A mesure que les banquiers devenaient plus forts, comme chevaliers, et comme affiliés aux publicains, les lois devenaient de plus en plus impuissantes envers eux, aussi bien qu’envers leurs amis. En 665-89, le préteur Sempronius Asellio voulut prendre des mesures pour assurer l’application des anciennes lois contre l’usure, nous avons déjà signalé ce fait, il fut massacré en plein jour par les banquiers, près du temple de Vesta.

C’est à cette occasion que fut proposée la loi Plotia de vi, hominibus armatis, afin d’enlever aux chevaliers la judicature et d’obtenir, ainsi, une condamnation contre les meurtriers du préteur.

On voit où en était venue la justice, non seulement par rapport aux publicains, mais encore par rapport à tout ce qui se rattachait, de près ou de loin, à leurs affaires ou à leurs intérêts[601].

[601] Belot, eod., p. 262.

Plutarque a rapporté, en détail, les mesures prises par Lucullus en Asie, en 683-71, soit contre les publicains, soit contre les banquiers ou les negotiatores.
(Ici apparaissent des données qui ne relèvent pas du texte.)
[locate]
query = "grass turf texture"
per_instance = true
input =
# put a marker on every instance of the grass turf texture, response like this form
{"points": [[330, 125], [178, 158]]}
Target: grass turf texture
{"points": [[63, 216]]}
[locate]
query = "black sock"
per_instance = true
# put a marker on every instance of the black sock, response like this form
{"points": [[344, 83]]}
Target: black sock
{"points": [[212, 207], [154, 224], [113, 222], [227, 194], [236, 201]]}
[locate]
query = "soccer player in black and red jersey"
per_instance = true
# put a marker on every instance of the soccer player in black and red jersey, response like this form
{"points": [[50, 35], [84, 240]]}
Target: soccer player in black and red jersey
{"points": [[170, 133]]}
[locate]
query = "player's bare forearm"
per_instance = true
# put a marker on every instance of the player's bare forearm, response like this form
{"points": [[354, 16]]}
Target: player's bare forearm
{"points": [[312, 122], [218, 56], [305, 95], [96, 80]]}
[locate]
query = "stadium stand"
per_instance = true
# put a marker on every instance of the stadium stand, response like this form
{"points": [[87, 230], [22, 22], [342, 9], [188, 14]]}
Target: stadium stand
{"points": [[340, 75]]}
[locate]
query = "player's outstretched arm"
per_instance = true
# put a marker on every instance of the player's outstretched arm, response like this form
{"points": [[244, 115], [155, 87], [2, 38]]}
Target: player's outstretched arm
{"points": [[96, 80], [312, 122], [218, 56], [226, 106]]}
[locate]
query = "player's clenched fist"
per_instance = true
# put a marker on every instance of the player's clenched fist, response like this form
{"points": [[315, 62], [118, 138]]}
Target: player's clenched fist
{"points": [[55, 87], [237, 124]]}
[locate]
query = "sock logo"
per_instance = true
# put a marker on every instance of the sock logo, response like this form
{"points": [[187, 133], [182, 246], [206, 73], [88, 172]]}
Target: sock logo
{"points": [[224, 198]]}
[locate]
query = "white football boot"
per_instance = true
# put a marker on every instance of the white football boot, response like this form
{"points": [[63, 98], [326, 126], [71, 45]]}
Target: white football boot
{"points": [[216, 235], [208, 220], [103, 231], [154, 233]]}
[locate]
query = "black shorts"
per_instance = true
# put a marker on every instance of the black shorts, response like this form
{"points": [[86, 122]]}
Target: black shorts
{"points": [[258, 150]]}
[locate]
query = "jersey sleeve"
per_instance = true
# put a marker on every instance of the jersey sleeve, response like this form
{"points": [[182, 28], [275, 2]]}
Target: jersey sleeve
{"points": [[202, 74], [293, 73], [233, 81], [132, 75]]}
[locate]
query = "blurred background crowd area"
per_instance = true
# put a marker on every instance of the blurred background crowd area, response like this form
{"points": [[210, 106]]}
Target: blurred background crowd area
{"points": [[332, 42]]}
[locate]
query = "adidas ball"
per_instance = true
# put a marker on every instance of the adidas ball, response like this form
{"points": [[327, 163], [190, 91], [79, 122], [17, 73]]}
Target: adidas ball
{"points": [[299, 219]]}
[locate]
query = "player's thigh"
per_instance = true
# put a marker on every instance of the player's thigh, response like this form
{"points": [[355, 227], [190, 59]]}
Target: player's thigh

C’était, assurément, contre ces derniers surtout, que furent édictées les dispositions par lesquelles le proconsul ramenait le taux de l’intérêt à 1 % par mois, et réduisait le montant de ce qui était déjà dû[602].

[602] Plutarque, Lucullus.

Mais les publicains ressentirent aussi très profondément les effets de ces mesures, car ils avaient dû se faire banquiers à côté de ceux qui l’étaient en titre, nous l’avons vu, pour faire les avances nécessitées par les lourdes charges que Sylla avait imposées à l’Asie. Et nous avons vu, aussi, que la loi Manilia vint, sur les insistances de Cicéron, l’orateur des publicains et des banquiers, punir Lucullus de ses sévérités.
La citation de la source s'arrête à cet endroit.